The rates in the collective bargaining agreement were above the national minimum wage which is R25.42 per hour (US$1.40).

The Department’s chief inspector Milly Ruiters said the Department appeared to “leave no stone unturned.”

At the time of the blitz inspections, several employers attempted to “dupe” inspectors with excuses such as claiming they were not informed about the visits in an attempt to tinker with their records and some even attempted to assist their workers in eloping from the premises.

The Southern African Textile and Workers’ Union (SACTWU), an affiliate of the global union IndustriALL, revealed that some non-compliant factories were operating as unregistered cooperatives to sidestep national labour laws and collective bargaining agreements.

The department seemed to confirm this when an employer at the time admitted that their operation was a co-operative which was in the process of closing shop this week – which would have led to more than 50 job losses.

This could have allowed the factories to pay wages based on piece rates, weakening the efforts of unions to secure fair compensation for workers.

IndustriALL explained that by using unregistered cooperatives the factories were violating the cooperatives laws, undermining union strategies to leverage wages on collective agreements.

SACTWU reported that it had extended collective agreements to non-parties – those factories not represented in bargaining councils- to ensure workers receive living wages.

Patrick Mthembu, SACTWU’s provincial organiser for KwaZulu Natal, emphasised the union’s strategy of recruiting and organising workers to enable the declaration of labour disputes against offending factories.

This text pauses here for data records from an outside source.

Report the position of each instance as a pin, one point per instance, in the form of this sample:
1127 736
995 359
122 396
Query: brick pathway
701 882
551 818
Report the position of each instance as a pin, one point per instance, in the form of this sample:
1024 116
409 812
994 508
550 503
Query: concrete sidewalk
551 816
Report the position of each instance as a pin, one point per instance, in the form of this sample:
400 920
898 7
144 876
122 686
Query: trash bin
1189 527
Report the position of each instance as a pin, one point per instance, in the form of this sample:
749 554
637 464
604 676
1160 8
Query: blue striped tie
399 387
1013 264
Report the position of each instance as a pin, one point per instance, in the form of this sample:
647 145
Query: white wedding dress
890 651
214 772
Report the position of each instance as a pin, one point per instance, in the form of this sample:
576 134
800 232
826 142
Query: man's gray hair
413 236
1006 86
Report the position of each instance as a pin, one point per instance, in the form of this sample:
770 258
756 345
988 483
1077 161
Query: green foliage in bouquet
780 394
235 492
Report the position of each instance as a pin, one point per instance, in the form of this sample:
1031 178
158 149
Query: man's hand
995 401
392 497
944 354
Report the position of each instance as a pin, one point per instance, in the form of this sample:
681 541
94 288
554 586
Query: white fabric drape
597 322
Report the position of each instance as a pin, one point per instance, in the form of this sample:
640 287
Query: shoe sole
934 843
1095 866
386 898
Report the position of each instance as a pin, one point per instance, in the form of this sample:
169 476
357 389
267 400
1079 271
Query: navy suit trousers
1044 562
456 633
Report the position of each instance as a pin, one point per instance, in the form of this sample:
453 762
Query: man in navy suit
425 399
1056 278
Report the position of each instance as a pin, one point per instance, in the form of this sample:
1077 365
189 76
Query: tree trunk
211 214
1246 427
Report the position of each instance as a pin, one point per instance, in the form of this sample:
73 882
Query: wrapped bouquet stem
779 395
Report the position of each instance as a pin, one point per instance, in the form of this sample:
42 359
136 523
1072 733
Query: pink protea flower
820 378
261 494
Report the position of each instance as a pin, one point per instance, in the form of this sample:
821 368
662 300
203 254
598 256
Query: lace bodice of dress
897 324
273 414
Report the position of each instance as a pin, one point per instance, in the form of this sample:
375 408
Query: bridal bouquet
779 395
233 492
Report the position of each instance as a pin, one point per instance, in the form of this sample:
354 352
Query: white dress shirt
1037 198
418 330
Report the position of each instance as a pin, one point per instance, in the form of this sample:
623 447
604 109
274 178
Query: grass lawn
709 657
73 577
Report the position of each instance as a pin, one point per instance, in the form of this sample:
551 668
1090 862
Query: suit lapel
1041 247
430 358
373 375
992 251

Mthembu explained: “It is difficult to declare a dispute if the workers are not members of the union as this is part of the legal requirements to take up issues for conciliation, mediation, and arbitration.”

Paule France Ndessomin, IndustriALL regional secretary for Sub-Saharan Africa added: “Factory owners must respect and allow workers to enjoy the rights at work in the textile and garment factories.

“South African trade unions, including SACTWU, have fought hard for the enactment of the national labour laws and the ratification of international labour conventions on workers’ rights and collective bargaining and these gains must be protected through compliance.”

The Basic Conditions of Employment Act stipulates that inspections are conducted to investigate complaints, ensure compliance with working hours, leave, contracts, and wages, and promote international labour standards and fundamental rights at work.

In September, members of the Action, Collaboration, Transformation (ACT), with the support of the IndustriALL Global Union called for a minimum wage increase for Ready-Made Garment (RMG) workers in Bangladesh.